I predict that the Rupublicans will promptly back down and the debt ceiling will shoot up once again. Whether inflation be good or bad, we are going to find out.
Keynes himself said: It is not the ownership of the instruments of production which it is important for the State to assume. If the State is able to determine the aggregate amount of resources devoted to augmenting the instruments and the basic rate of reward to those who own them, it will have accomplished all that is necessary.
So he quite clearly had in mind delegated tasks where the state managed national aggregates, and entrepreneurial individuals decided the details of where that investment should be deployed.
Yet, in practice this simply does not happen. The US government now owns a large piece of General Motors. The US government has taken over Fannie Mae, and always the government directly interfered in the housing market: FHA, GNMA, etc.
Then we could discuss the direct government investment into Solynrda and related enterprises. All of these are completely contrary to Keynes original advice.
Now, let's consider interest rates. Rated on a 10 year US government bond are about 1.7% and on an Australian government bond about 3.0% but these low rates are not available to individual entrepreneurial investors. Such low rates are strategically the creation of monetary policy and thus only available for government owned investment. This is precisely the opposite of what Keynes recommended in his General Theory.
As I have always maintained, Keynesian theory and Keynesian practice are completely unrelated topics of study.
Tel,
I know inflation is a form of debt default but that wasn’t my point. The poor, the working class and the most of the middle class don’t have the resources to benefit from inflation to the degree the lets say, top 10% do. If you have a stable secure income then, yes you can benefit from the reduced real value of your mortgage. But then again that doesn’t occur in a vacuum. The benefit of your mortgage is reduced by the increased cost in other living expenses.
Unless you have the resources and know how to benefit from inflation, you bear the full brunt of the pain. Thus the only true way everyone else benefits is outright default/forgiveness.

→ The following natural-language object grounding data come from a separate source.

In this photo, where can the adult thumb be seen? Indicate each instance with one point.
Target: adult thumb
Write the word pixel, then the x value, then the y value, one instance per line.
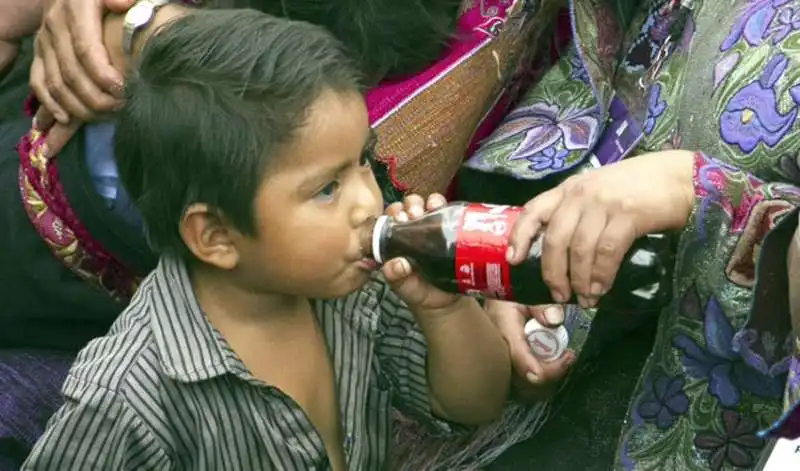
pixel 118 6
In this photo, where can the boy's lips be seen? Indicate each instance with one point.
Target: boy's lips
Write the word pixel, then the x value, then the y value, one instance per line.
pixel 368 263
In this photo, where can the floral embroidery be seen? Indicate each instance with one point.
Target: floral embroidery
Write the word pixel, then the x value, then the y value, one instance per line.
pixel 753 24
pixel 545 125
pixel 655 108
pixel 737 445
pixel 752 115
pixel 784 23
pixel 549 158
pixel 727 374
pixel 665 401
pixel 578 70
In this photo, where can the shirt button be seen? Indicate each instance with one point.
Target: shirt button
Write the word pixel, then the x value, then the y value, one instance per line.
pixel 348 444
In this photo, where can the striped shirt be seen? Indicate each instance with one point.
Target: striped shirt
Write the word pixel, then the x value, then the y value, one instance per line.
pixel 163 390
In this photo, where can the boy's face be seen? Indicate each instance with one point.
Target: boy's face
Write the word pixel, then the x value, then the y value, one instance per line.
pixel 313 205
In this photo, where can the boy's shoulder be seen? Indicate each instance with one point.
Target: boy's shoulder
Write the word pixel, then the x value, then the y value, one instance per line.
pixel 127 350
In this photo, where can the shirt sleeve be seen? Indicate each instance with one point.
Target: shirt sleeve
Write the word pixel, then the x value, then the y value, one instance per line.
pixel 752 223
pixel 402 353
pixel 95 430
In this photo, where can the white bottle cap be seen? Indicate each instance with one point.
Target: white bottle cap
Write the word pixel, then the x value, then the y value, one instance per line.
pixel 547 344
pixel 376 237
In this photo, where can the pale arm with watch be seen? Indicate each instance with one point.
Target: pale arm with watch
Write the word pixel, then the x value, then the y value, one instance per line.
pixel 124 35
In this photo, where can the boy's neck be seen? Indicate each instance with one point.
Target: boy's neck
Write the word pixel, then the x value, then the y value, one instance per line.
pixel 225 302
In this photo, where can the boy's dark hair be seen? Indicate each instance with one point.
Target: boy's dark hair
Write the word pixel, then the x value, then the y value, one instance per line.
pixel 215 95
pixel 389 38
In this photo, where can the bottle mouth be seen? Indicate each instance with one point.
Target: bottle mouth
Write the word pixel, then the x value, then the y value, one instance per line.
pixel 377 232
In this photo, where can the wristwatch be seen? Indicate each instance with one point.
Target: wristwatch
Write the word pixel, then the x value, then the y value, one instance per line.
pixel 139 16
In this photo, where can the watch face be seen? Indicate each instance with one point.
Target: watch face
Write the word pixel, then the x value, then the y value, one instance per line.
pixel 139 14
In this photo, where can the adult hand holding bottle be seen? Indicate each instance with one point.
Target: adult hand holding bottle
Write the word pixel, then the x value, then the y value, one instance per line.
pixel 592 219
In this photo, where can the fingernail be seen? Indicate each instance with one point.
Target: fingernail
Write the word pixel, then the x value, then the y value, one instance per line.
pixel 554 315
pixel 402 268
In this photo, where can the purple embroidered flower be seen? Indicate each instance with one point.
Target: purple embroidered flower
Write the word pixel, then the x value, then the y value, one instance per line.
pixel 578 70
pixel 787 21
pixel 655 108
pixel 752 115
pixel 664 402
pixel 727 374
pixel 549 158
pixel 753 23
pixel 736 445
pixel 544 125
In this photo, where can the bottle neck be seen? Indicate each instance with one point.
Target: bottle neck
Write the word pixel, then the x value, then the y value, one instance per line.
pixel 377 238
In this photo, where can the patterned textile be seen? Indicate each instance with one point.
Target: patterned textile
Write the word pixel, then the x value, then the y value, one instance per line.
pixel 717 375
pixel 426 123
pixel 49 211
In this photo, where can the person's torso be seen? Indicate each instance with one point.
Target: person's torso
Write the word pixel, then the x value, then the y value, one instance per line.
pixel 732 92
pixel 208 412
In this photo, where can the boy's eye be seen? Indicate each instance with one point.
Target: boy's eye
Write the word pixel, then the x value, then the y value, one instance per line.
pixel 367 157
pixel 328 191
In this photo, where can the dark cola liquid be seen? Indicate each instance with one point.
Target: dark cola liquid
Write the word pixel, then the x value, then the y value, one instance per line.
pixel 430 244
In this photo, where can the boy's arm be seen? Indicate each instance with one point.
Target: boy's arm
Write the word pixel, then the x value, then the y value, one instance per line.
pixel 94 430
pixel 454 365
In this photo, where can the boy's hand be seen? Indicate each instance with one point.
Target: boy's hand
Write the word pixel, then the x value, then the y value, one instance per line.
pixel 533 380
pixel 592 219
pixel 420 296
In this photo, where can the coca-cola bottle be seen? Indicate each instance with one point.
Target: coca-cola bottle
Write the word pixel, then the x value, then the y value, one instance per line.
pixel 461 248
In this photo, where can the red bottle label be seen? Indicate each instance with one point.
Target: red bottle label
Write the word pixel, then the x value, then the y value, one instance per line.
pixel 481 244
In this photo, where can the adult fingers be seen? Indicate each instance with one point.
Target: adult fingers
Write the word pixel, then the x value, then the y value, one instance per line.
pixel 582 255
pixel 535 214
pixel 555 247
pixel 70 104
pixel 550 315
pixel 38 83
pixel 612 245
pixel 103 81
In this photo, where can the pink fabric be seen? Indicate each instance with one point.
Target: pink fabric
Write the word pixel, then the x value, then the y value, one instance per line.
pixel 387 96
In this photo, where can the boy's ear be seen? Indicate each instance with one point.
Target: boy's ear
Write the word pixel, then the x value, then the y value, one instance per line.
pixel 209 237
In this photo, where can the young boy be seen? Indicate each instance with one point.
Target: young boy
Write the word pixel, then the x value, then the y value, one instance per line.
pixel 263 340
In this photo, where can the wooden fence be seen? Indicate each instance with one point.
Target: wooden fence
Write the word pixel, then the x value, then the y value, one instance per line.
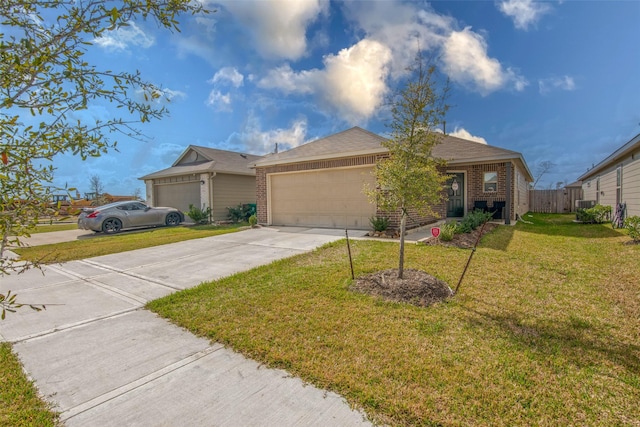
pixel 554 201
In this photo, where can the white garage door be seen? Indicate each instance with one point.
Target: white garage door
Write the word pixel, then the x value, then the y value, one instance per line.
pixel 332 198
pixel 178 196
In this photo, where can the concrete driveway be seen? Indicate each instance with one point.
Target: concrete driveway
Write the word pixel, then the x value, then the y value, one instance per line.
pixel 102 359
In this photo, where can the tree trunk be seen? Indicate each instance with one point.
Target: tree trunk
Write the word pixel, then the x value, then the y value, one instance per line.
pixel 403 226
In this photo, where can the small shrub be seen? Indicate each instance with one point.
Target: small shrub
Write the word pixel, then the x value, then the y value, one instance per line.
pixel 596 215
pixel 199 216
pixel 473 220
pixel 240 213
pixel 448 230
pixel 379 223
pixel 632 224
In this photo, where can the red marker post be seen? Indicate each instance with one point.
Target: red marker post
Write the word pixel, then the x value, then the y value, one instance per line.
pixel 435 232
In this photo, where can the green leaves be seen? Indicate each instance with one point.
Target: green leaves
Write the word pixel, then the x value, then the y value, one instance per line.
pixel 44 78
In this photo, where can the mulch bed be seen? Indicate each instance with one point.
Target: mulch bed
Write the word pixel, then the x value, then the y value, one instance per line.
pixel 416 287
pixel 463 240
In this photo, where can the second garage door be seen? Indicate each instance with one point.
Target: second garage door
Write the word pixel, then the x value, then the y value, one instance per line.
pixel 332 198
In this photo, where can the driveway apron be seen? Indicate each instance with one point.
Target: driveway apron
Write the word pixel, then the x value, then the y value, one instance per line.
pixel 103 360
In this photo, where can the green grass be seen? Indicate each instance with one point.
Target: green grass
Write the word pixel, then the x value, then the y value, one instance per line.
pixel 19 401
pixel 47 228
pixel 126 241
pixel 544 331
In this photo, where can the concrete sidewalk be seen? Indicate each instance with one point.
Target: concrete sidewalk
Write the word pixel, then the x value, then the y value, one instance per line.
pixel 102 359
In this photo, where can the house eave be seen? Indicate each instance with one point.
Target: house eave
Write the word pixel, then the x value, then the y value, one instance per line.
pixel 492 159
pixel 276 162
pixel 613 158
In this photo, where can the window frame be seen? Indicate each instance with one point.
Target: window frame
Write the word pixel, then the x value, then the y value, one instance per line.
pixel 490 186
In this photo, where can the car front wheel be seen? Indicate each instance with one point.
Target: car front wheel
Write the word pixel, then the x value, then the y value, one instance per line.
pixel 111 225
pixel 173 219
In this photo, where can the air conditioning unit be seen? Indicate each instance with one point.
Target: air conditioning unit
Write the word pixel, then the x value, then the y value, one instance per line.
pixel 585 204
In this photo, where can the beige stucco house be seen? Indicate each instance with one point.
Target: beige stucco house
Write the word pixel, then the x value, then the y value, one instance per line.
pixel 204 177
pixel 320 184
pixel 616 179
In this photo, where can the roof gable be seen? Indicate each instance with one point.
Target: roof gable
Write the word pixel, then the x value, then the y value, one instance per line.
pixel 613 158
pixel 197 159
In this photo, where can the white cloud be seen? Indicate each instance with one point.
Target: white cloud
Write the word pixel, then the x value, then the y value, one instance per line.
pixel 466 61
pixel 464 134
pixel 351 85
pixel 219 101
pixel 356 80
pixel 121 38
pixel 228 74
pixel 403 27
pixel 254 140
pixel 556 83
pixel 523 12
pixel 278 26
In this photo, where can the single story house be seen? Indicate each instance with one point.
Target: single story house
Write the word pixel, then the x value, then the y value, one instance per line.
pixel 616 179
pixel 321 183
pixel 204 177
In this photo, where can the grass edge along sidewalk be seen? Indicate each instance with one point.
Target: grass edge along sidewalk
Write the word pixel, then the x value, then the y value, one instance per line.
pixel 544 332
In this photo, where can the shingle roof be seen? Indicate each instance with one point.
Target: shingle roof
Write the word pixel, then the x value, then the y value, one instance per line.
pixel 214 161
pixel 357 141
pixel 613 158
pixel 343 144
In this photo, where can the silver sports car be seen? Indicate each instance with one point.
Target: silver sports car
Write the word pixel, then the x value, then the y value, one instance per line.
pixel 116 216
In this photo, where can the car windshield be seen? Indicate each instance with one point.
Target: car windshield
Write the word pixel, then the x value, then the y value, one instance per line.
pixel 111 205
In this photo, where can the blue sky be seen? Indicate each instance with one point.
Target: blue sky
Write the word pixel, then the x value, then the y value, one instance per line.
pixel 557 81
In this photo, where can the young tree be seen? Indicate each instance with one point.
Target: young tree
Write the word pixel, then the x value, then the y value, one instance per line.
pixel 409 178
pixel 96 188
pixel 45 78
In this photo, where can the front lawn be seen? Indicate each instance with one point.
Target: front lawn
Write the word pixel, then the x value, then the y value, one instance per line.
pixel 19 401
pixel 102 244
pixel 545 329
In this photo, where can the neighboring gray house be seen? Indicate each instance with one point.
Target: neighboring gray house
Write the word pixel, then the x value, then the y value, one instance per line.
pixel 204 177
pixel 320 184
pixel 616 179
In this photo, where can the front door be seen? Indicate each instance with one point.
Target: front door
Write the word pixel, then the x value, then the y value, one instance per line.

Mike, the elderly on fixed income investments are screwed if their investments go bankrupt due to outright default / forgiveness, and they are screwed slightly less if inflation devalues those investments (but still screwed either way).
Point is, we are at the situation where the total of promised goods is much larger than the total of real world goods. Thus, someone somewhere WILL NOT get what they think they were promised. So there will be losers no matter how you cut it. There is no pain-free answer to this.
The longer we argue about that issue, the less productive we become and the bigger the gap gets. Yet we keep arguing because no one wants to bear the brunt of the very necessary deleveraging that must occur.
Tel,
Correct. I was making an isolated point about the issue. You correctly point out that every action of deleverage has consequences. They will try to "manage" it and invariably screw it up and cause even more harm.
1
Krugman is a better writer cause he sticks to a single main point without extraneous details, like the moscone thing in twinkie land
learn from him
2
I won't know if you follow my advice, cause after reading this comment, i can safly put you on permanent ignore cause you so obviously mistate what krugman in fact says.